UNITED NATIONS (Reuters) - South Korean Foreign Minister Yun Byung-se accused North Korea on Thursday of “totally ridiculing” the authority of the United Nations through its nuclear and missile tests and said it was time to reconsider whether it was qualified for U.N. membership.
In an address to the annual United Nations General Assembly, Yun said the U.N. security Council should adopt “stronger, comprehensive” sanctions on North Korea after its fifth nuclear test on Sept. 9 and close loopholes in existing measures.
“North Korea’s repeated violations and non-compliance of Security Council resolutions and international norms is unprecedented and has no parallel in the history of the U.N.,” Yun said.
“North Korea is totally ridiculing the authority of the General Assembly and the Security Council,” he said.
“Therefore, I believe it is high time to seriously reconsider whether North Korea is qualified as a peace-loving U.N. member, as many countries are already questioning.”
Yun said North Korea had not only advanced its nuclear and missile capacity, but publicly threatened to use those weapons preemptively.
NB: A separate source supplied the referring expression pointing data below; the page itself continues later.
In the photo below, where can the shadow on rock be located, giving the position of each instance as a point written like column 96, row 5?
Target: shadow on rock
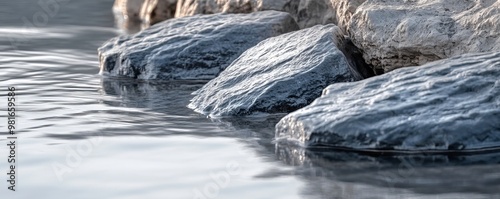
column 358, row 175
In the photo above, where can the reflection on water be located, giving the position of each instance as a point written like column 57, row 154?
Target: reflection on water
column 151, row 146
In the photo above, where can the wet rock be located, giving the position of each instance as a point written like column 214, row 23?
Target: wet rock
column 448, row 105
column 307, row 13
column 280, row 74
column 154, row 11
column 395, row 34
column 197, row 47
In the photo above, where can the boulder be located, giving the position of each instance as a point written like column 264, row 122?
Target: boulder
column 396, row 34
column 154, row 11
column 196, row 47
column 128, row 9
column 280, row 74
column 448, row 105
column 127, row 15
column 307, row 13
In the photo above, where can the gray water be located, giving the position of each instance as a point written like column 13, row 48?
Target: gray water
column 86, row 136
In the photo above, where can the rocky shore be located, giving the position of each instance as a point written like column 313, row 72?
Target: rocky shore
column 355, row 74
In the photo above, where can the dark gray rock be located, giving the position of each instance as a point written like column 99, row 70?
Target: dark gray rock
column 280, row 74
column 448, row 105
column 197, row 47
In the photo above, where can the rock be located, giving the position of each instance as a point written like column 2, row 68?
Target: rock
column 154, row 11
column 395, row 34
column 127, row 14
column 448, row 105
column 343, row 10
column 197, row 47
column 128, row 9
column 280, row 74
column 307, row 13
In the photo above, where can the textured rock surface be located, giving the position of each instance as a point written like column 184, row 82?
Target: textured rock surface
column 197, row 47
column 154, row 11
column 307, row 13
column 453, row 104
column 128, row 9
column 127, row 14
column 404, row 33
column 280, row 74
column 344, row 9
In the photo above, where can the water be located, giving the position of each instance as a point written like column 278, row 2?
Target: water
column 85, row 136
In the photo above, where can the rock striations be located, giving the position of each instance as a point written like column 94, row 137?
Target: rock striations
column 453, row 104
column 396, row 34
column 280, row 74
column 197, row 47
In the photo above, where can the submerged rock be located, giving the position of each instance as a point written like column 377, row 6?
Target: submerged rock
column 448, row 105
column 280, row 74
column 395, row 34
column 197, row 47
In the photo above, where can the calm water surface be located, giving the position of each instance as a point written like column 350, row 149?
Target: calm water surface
column 85, row 136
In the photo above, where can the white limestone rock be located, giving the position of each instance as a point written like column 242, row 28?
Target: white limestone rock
column 154, row 11
column 447, row 105
column 197, row 47
column 280, row 74
column 395, row 33
column 127, row 15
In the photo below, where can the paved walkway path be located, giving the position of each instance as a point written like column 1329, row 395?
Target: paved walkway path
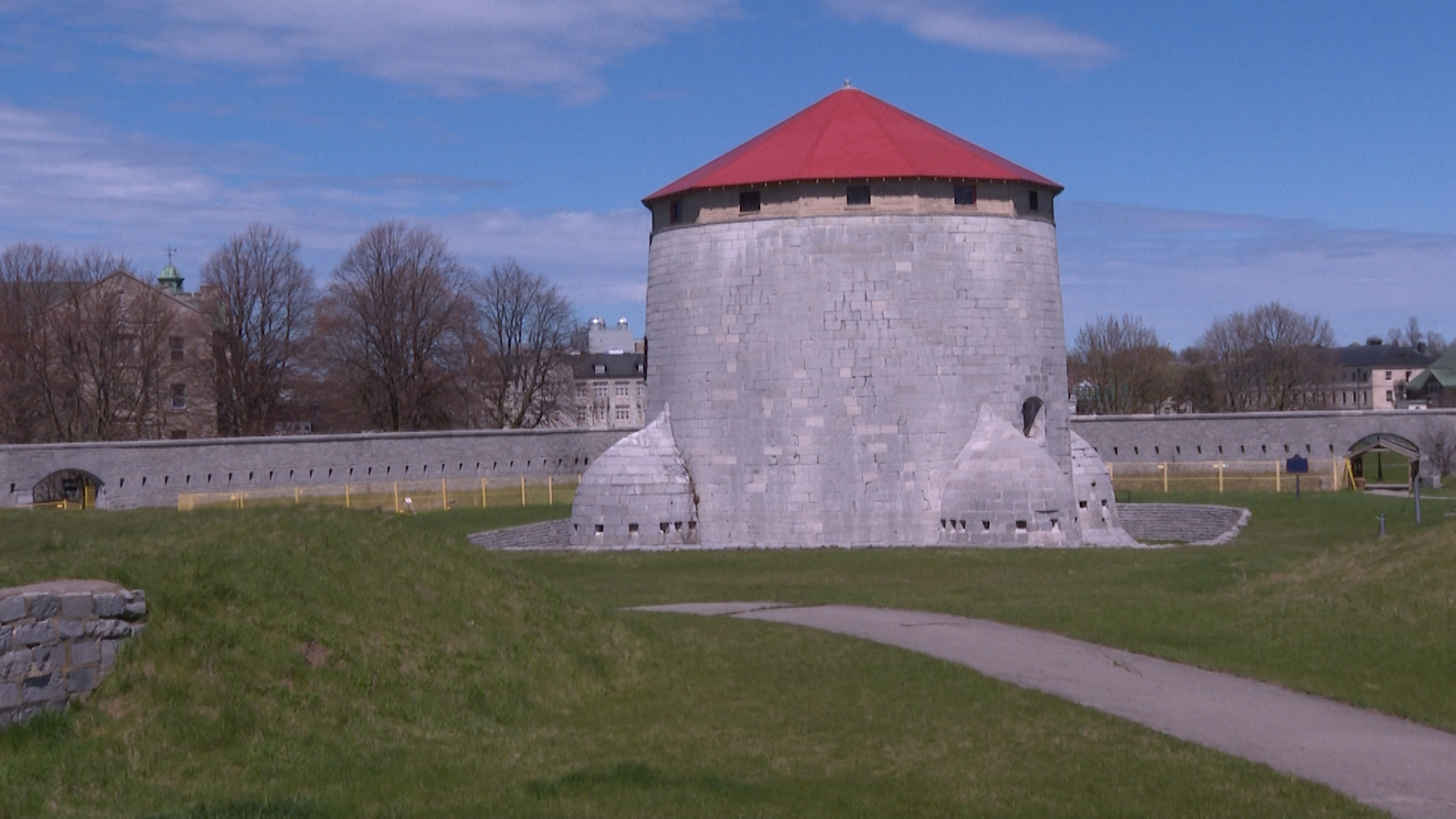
column 1386, row 763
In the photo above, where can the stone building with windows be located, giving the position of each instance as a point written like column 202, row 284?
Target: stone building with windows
column 610, row 390
column 147, row 357
column 1373, row 375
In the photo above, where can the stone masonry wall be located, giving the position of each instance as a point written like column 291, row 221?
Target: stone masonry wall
column 824, row 372
column 1245, row 441
column 134, row 474
column 58, row 639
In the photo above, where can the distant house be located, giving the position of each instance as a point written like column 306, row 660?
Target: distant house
column 128, row 360
column 1373, row 375
column 610, row 390
column 1436, row 385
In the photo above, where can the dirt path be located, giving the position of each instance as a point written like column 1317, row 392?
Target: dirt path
column 1386, row 763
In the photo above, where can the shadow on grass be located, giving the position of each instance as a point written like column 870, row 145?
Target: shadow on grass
column 42, row 727
column 635, row 776
column 254, row 809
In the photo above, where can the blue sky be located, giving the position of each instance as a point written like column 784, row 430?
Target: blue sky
column 1216, row 156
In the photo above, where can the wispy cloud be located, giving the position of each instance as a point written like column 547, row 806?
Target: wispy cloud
column 1181, row 268
column 74, row 184
column 968, row 25
column 455, row 47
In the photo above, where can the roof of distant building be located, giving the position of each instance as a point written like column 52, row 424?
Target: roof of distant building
column 1382, row 356
column 852, row 136
column 1443, row 371
column 613, row 366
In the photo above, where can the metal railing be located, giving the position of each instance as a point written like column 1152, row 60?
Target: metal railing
column 400, row 496
column 1229, row 475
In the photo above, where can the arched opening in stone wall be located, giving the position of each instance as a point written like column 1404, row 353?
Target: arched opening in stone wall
column 69, row 487
column 1383, row 458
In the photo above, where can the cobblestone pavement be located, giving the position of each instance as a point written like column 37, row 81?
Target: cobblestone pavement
column 1386, row 763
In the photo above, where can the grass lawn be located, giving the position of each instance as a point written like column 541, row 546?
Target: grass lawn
column 457, row 682
column 1308, row 595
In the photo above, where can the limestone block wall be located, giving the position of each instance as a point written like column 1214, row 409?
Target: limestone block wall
column 824, row 372
column 1250, row 441
column 134, row 474
column 638, row 494
column 58, row 639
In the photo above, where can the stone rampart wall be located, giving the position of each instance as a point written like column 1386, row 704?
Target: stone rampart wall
column 134, row 474
column 1245, row 441
column 58, row 639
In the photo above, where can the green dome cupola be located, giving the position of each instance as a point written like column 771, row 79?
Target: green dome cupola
column 171, row 279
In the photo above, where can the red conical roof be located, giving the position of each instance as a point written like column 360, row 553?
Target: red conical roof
column 852, row 136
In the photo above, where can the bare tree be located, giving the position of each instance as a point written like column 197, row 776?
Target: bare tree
column 262, row 303
column 1269, row 359
column 394, row 321
column 30, row 279
column 1413, row 335
column 1122, row 366
column 520, row 354
column 1438, row 445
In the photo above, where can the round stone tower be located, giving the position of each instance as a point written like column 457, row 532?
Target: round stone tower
column 832, row 309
He said it was the “last chance” to put a brake on its nuclear ambitions.
Yun also called for action against North Korea’s violations of the rights of its own people, and said there should be greater focus on North Korean workers abroad and the possible diversion of their wages to weapons programs.
Discussions are already under way on a possible new U.N. sanctions resolution on North Korea after its latest nuclear test.
Analysts and diplomats say much depends on China’s attitude.
China is North Korea’s main ally, but has been angered by its repeated missile and nuclear tests and backed tough U.N. sanctions on Pyongyang in March. At the same time, it has repeatedly called for a return to international talks to resolve the issue, in spite of the skepticism of other world powers.
Chinese Premier Li Keqiang told the General Assembly on Wednesday countries must remain committed to denuclearization of the Korean peninsula, while seeking a solution to the North Korean nuclear issue through dialogue.
The United States said Li and U.S. President Barack Obama agreed in New York on Monday to step up cooperation in the U.N. Security Council and in law enforcement channels
Japanese Prime Minister Shinzo Abe said on Wednesday the threat posed by North Korea was “substantially more serious” than in the past and demanded an “entirely distinct” response.